The story is told that when Ben Franklin was leaving the Pennsylvania State House after the Constitutional Convention of 1787, Elizabeth Willing Powel, the wife of Philadelphia’s mayor Samuel Powel, called out, “Mr. Franklin, what sort of government have you given us?” and Franklin responded, “A republic madam, if you can keep it.” Our history is rife with examples of the efforts that generations before us have made to hold this nation to account regarding our founding principles. The United States is a democratic republic founded on Constitutional law. The hyper-partisanship that has overtaken our political culture has fanned divisive rhetoric, anger, and violence, turning the United States into a backsliding democracy.
“Backsliding toward what?” you may ask. Toward authoritarianism. An authoritarianism that brooks no dissent, meaning it will not tolerate or allow any disagreement or opposition, especially from those in a subordinate position – implying that those in power will not accept or endure any differing opinions, criticism, or interference.
Sound familiar?
We are in deep shit, and not just from Trump’s poo plane. The guardrails are off; congress is supposed to provide a lawful check on presidential power but is acting more like a rubber stamp, particularly as the president’s party holds the majority in both chambers. And the Supreme Court, aligned ideologically with the president, is little more than the administration’s glove puppet, providing the imprimatur of law to Trump’s worst impulses.
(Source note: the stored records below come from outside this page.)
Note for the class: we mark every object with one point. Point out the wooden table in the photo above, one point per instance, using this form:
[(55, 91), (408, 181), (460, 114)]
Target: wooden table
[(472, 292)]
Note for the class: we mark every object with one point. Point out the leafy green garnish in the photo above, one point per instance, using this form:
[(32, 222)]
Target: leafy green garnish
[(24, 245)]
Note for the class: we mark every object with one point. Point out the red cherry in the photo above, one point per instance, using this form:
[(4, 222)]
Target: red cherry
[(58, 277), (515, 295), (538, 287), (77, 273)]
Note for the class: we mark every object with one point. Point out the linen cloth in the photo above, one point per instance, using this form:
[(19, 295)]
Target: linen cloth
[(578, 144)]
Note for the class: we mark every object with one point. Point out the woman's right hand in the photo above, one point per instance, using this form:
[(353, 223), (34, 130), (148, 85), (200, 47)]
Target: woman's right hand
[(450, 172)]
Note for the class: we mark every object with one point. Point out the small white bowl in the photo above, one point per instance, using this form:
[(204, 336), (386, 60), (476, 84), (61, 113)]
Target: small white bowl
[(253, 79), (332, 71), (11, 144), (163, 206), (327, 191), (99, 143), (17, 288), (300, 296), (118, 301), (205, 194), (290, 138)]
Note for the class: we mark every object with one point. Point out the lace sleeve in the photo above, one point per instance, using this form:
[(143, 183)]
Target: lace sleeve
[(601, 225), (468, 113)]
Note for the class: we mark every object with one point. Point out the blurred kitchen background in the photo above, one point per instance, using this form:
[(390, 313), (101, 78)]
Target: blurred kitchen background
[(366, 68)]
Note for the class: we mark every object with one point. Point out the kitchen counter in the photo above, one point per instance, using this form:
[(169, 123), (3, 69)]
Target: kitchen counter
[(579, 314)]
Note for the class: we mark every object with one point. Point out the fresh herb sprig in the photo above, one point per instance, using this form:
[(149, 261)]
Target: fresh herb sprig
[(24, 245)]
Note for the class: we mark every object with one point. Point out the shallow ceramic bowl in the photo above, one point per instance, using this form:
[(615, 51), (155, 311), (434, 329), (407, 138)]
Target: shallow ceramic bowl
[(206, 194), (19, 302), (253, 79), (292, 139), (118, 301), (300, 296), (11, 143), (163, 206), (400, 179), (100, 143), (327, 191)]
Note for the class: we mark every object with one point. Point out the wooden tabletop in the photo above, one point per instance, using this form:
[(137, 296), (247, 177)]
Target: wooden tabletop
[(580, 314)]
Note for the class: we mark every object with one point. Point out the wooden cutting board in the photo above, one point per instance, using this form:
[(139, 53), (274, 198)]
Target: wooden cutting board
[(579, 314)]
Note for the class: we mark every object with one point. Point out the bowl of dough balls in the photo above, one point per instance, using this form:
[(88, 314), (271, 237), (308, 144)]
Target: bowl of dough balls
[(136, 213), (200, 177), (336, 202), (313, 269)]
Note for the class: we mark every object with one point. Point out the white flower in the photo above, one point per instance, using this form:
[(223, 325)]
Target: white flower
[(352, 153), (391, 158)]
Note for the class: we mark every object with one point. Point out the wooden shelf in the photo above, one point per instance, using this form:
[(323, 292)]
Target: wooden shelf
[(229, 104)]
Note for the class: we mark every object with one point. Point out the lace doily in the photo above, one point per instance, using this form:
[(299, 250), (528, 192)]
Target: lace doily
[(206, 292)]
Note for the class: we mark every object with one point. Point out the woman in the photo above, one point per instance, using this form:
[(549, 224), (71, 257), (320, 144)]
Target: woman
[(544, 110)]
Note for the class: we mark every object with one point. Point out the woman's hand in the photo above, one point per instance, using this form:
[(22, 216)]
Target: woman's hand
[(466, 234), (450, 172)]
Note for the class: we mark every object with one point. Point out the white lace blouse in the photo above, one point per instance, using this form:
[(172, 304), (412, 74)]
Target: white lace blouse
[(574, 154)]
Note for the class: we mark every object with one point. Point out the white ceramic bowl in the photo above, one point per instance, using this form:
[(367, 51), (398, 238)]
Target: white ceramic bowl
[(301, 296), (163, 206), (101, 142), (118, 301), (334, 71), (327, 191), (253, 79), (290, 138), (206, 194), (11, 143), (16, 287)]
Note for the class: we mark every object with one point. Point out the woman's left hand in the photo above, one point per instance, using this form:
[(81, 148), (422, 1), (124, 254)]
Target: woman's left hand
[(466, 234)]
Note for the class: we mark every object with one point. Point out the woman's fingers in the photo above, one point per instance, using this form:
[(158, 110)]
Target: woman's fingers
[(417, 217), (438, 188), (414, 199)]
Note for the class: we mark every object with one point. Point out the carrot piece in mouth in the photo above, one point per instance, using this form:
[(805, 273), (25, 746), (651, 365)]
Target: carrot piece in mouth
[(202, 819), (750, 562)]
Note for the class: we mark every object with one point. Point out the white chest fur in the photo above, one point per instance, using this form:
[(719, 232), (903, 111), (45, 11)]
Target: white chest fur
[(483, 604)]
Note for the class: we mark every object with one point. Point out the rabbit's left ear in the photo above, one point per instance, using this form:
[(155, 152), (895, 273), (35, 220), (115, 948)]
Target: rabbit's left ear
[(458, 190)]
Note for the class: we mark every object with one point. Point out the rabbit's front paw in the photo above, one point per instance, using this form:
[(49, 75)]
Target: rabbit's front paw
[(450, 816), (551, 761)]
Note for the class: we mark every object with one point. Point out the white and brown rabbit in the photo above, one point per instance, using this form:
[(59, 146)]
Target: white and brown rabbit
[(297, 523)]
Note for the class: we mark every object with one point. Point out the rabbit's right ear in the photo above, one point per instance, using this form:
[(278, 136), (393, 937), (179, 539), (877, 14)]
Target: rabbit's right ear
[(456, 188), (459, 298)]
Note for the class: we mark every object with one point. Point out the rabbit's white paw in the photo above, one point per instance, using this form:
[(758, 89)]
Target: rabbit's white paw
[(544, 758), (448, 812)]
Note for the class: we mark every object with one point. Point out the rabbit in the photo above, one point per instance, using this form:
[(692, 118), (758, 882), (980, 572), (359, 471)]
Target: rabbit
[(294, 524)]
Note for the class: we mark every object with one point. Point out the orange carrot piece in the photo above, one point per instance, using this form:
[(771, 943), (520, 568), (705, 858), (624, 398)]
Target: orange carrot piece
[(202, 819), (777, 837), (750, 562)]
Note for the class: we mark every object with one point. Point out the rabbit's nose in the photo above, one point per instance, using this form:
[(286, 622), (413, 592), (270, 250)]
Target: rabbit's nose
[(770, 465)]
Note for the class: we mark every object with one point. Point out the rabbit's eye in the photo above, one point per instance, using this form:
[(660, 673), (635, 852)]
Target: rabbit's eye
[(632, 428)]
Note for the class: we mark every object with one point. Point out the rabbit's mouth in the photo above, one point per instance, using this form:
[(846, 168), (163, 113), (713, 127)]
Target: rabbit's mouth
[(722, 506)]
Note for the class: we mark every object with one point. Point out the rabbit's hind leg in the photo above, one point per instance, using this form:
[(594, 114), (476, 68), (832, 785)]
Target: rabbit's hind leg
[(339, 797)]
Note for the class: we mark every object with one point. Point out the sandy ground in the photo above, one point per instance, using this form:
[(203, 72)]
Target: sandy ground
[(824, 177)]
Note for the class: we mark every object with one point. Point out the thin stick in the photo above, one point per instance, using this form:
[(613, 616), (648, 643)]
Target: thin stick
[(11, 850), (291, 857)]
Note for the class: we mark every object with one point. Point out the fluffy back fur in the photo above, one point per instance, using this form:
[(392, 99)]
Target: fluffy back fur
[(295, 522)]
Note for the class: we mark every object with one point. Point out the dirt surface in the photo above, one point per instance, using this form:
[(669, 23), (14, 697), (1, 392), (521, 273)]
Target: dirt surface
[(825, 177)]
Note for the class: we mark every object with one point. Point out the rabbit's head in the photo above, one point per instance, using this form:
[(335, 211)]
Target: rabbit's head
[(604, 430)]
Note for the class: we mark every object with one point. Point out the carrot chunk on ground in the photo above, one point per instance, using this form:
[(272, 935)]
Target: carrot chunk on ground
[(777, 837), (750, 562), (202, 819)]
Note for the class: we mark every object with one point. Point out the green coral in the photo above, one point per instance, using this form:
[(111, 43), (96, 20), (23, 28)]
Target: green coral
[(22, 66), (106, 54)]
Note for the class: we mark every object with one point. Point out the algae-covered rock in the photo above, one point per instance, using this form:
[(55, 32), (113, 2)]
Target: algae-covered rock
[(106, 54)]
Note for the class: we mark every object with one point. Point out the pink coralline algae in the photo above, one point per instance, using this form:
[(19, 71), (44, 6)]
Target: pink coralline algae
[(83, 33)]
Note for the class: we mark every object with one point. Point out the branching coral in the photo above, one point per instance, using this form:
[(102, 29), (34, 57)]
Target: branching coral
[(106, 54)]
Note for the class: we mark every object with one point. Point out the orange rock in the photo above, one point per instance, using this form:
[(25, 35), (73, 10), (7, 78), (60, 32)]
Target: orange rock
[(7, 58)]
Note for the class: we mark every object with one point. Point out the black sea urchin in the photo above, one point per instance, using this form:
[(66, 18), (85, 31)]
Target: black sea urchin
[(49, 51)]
One hears a lot these days about patriotism and adherence to the Constitution. But how do we put those things into practice in our daily lives? I suggest the Constitution’s preamble be our guide. It reads:
We the People of the United States, in Order to form a more perfect Union, establish Justice, insure domestic Tranquility, provide for the common defense, promote the general Welfare, and secure the Blessings of Liberty to ourselves and our Posterity, do ordain and establish this Constitution for the United States of America.
Regardless of political affiliation, we should all consider the actions proposed in the preamble. How do we establish justice? Is justice the same thing as law and order or does justice create the conditions of equality that allow law and order to prevail? What does “ensure domestic tranquility” even mean? Is it promoting and defending the idea that all of us are created equal and endowed with the gifts of life, liberty, and the ability to pursue happiness? If so, can we enjoy domestic tranquility while denying it to some because they look, love, or worship differently? What does it mean to provide for the common defense? Are military assault rifles and high-capacity magazines available to every man, woman, and child with little to no commonsense regulation making us safer or putting us in more peril when going to church, school, the shopping mall, or the local nightclub? How do we promote general welfare? Concentrate wealth in the hands of a very small number of people who can use their money to influence elections, and by extension public policy, to improve their lives while the rest of the citizenry are sidelined because they can’t buy access to powerbrokers? And how can we secure the blessings of liberty for ourselves and those who will come after us if we don’t work together in our local communities and on the state and national level to actually form this aspirational “more perfect union?”
Maybe if we stop seeing through the eyes of partisanship and acknowledge that we share a responsibility to work toward actually creating the social order described by our own Constitution’s opening line there might be hope that we keep our republic.
And save it from Donald Trump’s poo plane.